Working with budgets
AI traffic has a habit of growing without anybody noticing until the invoice arrives. A research team starts a benchmark, leaves it running over a weekend, and bills three weeks of normal spend in two days. A new agent framework gets wired into a production path and starts making ten calls where a human would have made one. A leaked credential lands in a public repository and an attacker spends a few hours mining it before the security team notices. Each of these scenarios is preventable, but only if there is a clear answer to two questions: how much should this thing be allowed to spend, and who is responsible for noticing when it spends more.

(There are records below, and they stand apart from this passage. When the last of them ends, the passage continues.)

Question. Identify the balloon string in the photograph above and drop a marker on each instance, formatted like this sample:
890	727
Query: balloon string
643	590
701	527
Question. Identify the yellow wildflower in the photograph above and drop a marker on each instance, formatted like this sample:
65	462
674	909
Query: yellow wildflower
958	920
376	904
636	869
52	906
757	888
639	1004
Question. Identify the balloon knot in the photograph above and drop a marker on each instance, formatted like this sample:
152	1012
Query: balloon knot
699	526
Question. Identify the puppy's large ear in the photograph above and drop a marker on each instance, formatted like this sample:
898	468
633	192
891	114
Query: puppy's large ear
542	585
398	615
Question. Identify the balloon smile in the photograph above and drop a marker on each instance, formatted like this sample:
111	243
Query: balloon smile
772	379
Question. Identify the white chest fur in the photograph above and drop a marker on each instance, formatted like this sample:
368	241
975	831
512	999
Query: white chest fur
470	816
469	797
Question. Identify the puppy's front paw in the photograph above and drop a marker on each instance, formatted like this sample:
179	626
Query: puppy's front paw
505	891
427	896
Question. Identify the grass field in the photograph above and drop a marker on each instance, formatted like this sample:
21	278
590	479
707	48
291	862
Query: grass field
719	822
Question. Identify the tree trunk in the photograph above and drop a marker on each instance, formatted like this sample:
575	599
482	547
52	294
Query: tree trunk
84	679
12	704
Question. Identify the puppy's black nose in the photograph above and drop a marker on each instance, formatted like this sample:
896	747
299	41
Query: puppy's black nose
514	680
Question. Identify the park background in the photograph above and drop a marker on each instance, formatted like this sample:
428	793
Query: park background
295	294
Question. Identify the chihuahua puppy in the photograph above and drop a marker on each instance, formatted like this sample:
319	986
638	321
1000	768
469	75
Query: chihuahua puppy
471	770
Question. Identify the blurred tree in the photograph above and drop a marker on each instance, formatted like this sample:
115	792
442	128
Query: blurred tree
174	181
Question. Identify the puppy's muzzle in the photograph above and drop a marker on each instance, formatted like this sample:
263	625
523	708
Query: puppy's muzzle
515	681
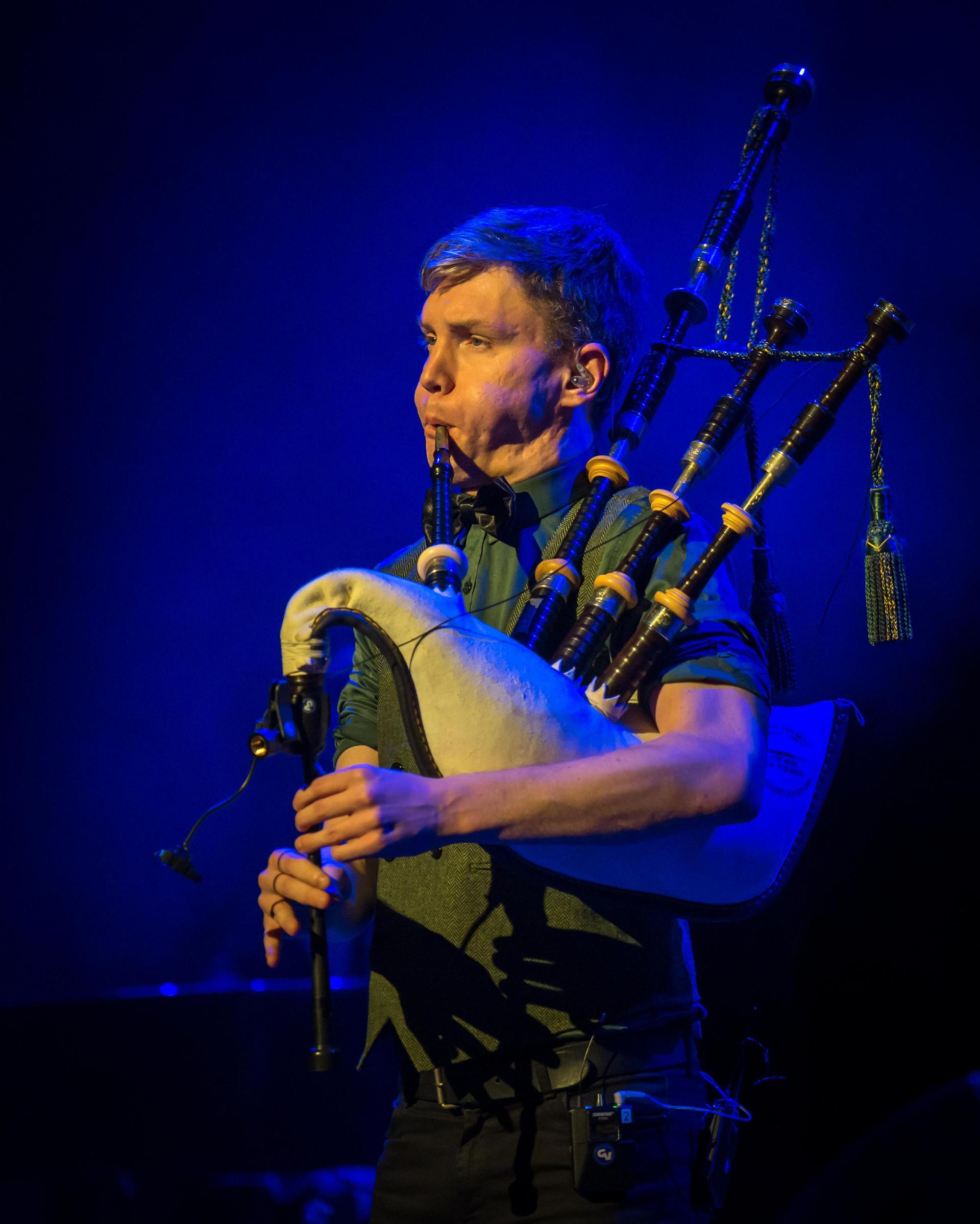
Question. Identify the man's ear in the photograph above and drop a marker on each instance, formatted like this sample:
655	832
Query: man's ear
587	370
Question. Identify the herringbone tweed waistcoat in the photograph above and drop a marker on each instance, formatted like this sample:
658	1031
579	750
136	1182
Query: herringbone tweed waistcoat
476	952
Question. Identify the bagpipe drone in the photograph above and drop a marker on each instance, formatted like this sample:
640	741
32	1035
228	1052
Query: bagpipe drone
547	692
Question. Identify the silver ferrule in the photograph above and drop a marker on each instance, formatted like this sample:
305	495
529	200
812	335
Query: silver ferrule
711	257
621	448
697	463
760	493
609	601
781	467
557	583
661	619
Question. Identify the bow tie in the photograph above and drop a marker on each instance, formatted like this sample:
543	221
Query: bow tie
490	507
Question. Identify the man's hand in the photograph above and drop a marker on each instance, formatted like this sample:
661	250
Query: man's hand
366	812
290	877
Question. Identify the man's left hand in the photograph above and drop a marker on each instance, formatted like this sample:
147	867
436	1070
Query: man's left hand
366	812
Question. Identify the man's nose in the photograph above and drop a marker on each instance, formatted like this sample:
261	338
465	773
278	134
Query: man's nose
437	377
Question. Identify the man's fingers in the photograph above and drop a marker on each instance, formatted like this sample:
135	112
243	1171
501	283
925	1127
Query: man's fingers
279	884
297	866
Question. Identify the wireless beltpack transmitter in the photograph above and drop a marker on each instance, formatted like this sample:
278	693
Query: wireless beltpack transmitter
602	1151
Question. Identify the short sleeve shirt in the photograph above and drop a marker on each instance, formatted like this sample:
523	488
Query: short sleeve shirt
721	647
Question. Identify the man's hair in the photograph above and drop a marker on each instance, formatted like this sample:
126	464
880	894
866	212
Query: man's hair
574	268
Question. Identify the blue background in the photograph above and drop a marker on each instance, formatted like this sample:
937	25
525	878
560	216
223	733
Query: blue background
218	214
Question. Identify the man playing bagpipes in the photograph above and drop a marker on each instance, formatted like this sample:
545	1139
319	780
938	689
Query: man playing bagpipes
522	1003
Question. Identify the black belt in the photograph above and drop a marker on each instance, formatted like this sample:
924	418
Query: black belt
573	1066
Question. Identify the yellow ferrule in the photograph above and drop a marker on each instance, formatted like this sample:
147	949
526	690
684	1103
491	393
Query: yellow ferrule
676	601
670	503
737	519
607	467
622	584
558	566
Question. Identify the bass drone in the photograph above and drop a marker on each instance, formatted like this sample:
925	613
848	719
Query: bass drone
550	692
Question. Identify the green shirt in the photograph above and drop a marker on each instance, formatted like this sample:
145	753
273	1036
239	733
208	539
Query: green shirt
722	645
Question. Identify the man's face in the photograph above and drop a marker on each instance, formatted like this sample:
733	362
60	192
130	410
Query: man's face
490	375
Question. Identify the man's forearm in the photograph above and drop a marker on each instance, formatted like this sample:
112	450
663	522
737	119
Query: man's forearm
674	777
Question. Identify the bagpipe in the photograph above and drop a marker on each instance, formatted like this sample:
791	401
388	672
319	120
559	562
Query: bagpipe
550	690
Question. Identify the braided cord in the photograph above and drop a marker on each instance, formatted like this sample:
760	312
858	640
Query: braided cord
874	393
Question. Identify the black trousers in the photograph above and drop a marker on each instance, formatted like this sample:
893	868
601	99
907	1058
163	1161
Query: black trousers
513	1161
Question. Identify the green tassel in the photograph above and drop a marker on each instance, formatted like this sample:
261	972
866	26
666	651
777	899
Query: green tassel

The platform's answer to those questions is layered. There is no single "budgets" screen that owns the entire mechanism end-to-end; instead, the budgeting story is the combination of three things that already exist: per-key rate limits, which enforce hard ceilings on token consumption inline at the gateway; Usage Analytics, which is where spending against those ceilings becomes visible after the fact; and the API-key-per-purpose convention that makes the first two tools precise rather than blurry. This guide covers how to combine those mechanisms into an actual budgeting discipline, when each piece is the right tool, and the operational patterns that work across the most common spending scenarios.
Persona: Platform operator working in the Admin Dashboard, often in partnership with the developer teams that own specific API keys.
Estimated time: 15--25 minutes for an initial setup; ongoing as workloads evolve.